Dads are increasingly breaking the mold and becoming the primary caregiver in their families. Healthline report that 2 million fathers identified as the ‘stay at home’ parent or primary caregiver, up from just 189,000 two years prior. Whether a stay at home dad or just a regular parent, it’s clear that fathers are taking more of an active role in their newborn’s life.
As a result, it’s never been more important to safeguard the healthy development of the family in order to safeguard mental wellness against the likes of postnatal depression.
Creating a bond
As many as 1 in 4 men are diagnosed with postnatal, or postpartum, depression, according to the Cleveland Clinic.
A big cause of this is owed to non-hormonal causes, and specifically of what parenthood should be, and the nuclear family in particular.
Put simply, the hands-off approach of fathers in the middle 20th century persists to this day, and many modern dads have an emotional rift when it comes to being a dad. A good first step to bridge this gap is through simple closeness; for instance, dads can use a baby swing to calm their child down or simply carry the baby around the house.
These small steps lay the foundation for something greater and benefit both the dad and the baby.

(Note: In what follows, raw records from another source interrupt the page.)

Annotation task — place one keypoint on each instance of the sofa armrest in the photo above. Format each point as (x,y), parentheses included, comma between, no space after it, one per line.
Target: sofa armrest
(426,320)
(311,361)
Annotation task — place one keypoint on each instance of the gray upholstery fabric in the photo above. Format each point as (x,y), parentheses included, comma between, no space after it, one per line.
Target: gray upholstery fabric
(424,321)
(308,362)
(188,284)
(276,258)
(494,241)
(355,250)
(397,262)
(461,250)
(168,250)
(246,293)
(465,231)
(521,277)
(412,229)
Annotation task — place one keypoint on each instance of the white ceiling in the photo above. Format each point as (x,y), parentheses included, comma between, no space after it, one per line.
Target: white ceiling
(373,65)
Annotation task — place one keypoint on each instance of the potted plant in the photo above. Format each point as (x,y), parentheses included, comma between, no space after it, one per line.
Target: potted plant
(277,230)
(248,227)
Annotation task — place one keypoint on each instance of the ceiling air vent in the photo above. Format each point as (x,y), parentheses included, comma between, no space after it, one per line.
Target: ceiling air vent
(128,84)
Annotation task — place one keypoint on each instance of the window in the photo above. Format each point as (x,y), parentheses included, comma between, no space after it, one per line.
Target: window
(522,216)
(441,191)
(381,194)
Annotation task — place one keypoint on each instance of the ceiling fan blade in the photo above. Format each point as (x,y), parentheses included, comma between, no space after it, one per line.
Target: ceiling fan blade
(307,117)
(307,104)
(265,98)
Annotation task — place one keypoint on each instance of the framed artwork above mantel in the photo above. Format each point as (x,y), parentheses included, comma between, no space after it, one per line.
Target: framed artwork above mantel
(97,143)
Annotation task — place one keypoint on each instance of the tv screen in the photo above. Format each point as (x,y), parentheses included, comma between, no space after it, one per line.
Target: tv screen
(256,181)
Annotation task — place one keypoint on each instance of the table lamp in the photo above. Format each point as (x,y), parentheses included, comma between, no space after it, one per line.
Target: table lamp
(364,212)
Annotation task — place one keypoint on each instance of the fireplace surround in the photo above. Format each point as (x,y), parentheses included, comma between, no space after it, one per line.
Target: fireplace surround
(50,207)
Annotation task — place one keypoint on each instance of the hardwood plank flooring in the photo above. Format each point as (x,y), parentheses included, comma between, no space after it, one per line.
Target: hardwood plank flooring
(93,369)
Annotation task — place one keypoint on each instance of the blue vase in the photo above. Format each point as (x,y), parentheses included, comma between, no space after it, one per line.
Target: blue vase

Taking your bond with a child one step further can be done with the help of learning.
Perhaps the most simple and effective way of doing this is through reading. In an article by British book charity Book Trust, a parent who had been diagnosed with postpartum depression outlined how reading with her baby had helped her immeasurably with her recovery. The rationale is simple – in those times spent reading, you’re building a close bond with your baby while also aiding their development.

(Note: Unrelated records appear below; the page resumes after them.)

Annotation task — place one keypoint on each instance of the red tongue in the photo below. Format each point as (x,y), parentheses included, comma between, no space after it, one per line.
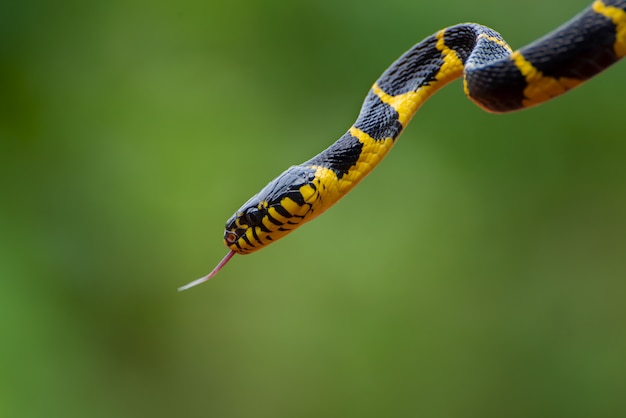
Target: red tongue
(211,274)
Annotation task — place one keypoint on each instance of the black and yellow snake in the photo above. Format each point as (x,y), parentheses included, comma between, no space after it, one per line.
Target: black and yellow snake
(495,77)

You’ll come to learn a lot about them, even at their young age, and use this to build your relationship with the child.
Finally, always speak to your child.
Talk about yourself, and about them, and have open conversations. You may feel a bit foolish – you won’t get a legible reply – but that doesn’t mean you’re not having a dialogue with your kid. Start early, do it often, and remind yourself daily of the wonderful human being you’ve brought into the world.
Combining these methods will help you to protect your mental health against the high-stress world of fatherhood. This, in the process, will protect you and your child. Starting early and doing it often is the best strategy, and will help you to fully enjoy the formative years of your baby’s life.